The disciples have gathered in Jerusalem, awaiting the “baptism [with] the Holy Spirit” that Jesus had promised in Acts 1:5. It is Pentecost, the 50th day after the Sabbath of Passover week (which was also the day Jesus was resurrected). Jews from all over the world were gathered in Jerusalem for the Feast of Weeks/Feast of Harvest.
At once, a sound “came from Heaven” and filled the room where the 120 believers were gathered and something like “tongues of fire” rested above each of the believers. They were filled with the Spirit of God, and began speaking in other languages. The Jews who had gathered for Pentecost also noticed all of this commotion, and met together; they were amazed at the various languages being spoken and asked what it meant.

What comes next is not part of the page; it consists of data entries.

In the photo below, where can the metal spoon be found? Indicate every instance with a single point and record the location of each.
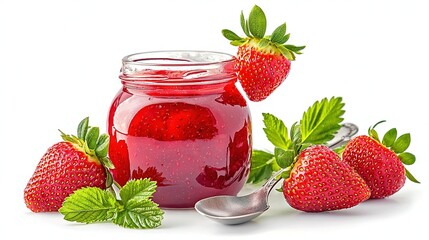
(236, 210)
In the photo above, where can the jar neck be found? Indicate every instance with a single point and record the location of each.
(178, 71)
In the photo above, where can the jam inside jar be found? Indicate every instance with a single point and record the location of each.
(180, 120)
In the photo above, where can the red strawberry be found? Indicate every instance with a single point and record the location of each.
(320, 181)
(263, 62)
(380, 164)
(67, 166)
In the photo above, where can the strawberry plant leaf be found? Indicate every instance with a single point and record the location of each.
(230, 35)
(263, 43)
(244, 25)
(139, 213)
(92, 137)
(102, 146)
(88, 205)
(284, 39)
(284, 158)
(82, 128)
(278, 34)
(286, 53)
(402, 143)
(140, 189)
(322, 120)
(276, 131)
(107, 163)
(410, 176)
(389, 137)
(237, 42)
(262, 166)
(257, 22)
(407, 158)
(295, 49)
(295, 133)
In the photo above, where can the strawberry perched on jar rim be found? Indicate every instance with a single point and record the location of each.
(77, 162)
(381, 163)
(263, 62)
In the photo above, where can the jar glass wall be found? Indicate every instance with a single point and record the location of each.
(180, 120)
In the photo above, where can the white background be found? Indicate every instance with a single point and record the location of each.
(59, 62)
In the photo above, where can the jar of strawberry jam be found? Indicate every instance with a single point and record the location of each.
(180, 120)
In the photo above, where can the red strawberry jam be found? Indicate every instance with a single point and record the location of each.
(180, 120)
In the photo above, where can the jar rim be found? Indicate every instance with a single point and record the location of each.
(171, 58)
(177, 67)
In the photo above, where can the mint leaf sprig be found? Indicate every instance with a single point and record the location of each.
(135, 209)
(319, 124)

Peter and the other 11 apostles went to the crowd and explained to them what was happening, how this very moment had been promised in the earlier scriptures. Peter also showed how all of this pointed to Jesus, “whom [they] crucified.” Those gathered asked what they needed to do in response, and Peter told them to repent of their sin, and be baptized for the forgiveness of their sins and the reception of the Holy Spirit. Peter continued to share the gospel, warning and pleading with them. Some, 3000 in fact, accepted the gospel and were baptized.
The believers were focused on 4 things: the apostles’ teaching, the fellowship, the breaking of bread and prayer. As a result, the gospel spread as people accepted Jesus as Lord. In fact, their numbers increased daily because of what God was doing with the faithful obedience of the apostles and church.
What’s in it for us?
This text is less about the flashy appearance of the Holy Spirit through wind and tongues of flame (as it only happened this once in the NT) and more about what the Holy Spirit enabled the apostles to do. These, then, are the things that apply to us; these are the examples for us to follow
- The apostles used their gifts as soon as they received them- in this particular case, it was the ability to speak in multiple languages
- The apostles took full advantage of the situation to witness- with the Jews gathered from around the world, there was a God-provided opportunity to teach the gospel in a multi-cultural and multi-ethnic environment
- The apostles both knew and understood scripture and how to apply it to their situation, and more importantly, how that scripture spoke about Jesus: Peter referenced several OT texts and used them to tell about Jesus
- The apostles, and Peter specifically, knew how to speak directly to the immediate life if those gathered: This story is less than two months after the killing and resurrection, and Peter did not shy away from reminding his listeners in their role of killing the Lord and Christ
- There was a discipleship process post-conversion- the new converts were devoted to the teaching of the apostles, met together, ate meals together and prayed together
- God brought the increase- the apostles and believers kept “the main thing the main thing”- they lived out the faith in real and meaningful ways- they learned, met, ate, prayer, shared, praised God and because of this, they “found favor of all the people”- basically, they didn’t go around acting like a bunch of jackwagons telling all of the non-believers how much they sucked.
So…your thoughts? Are the things in bold also for us? What might you add? Remove?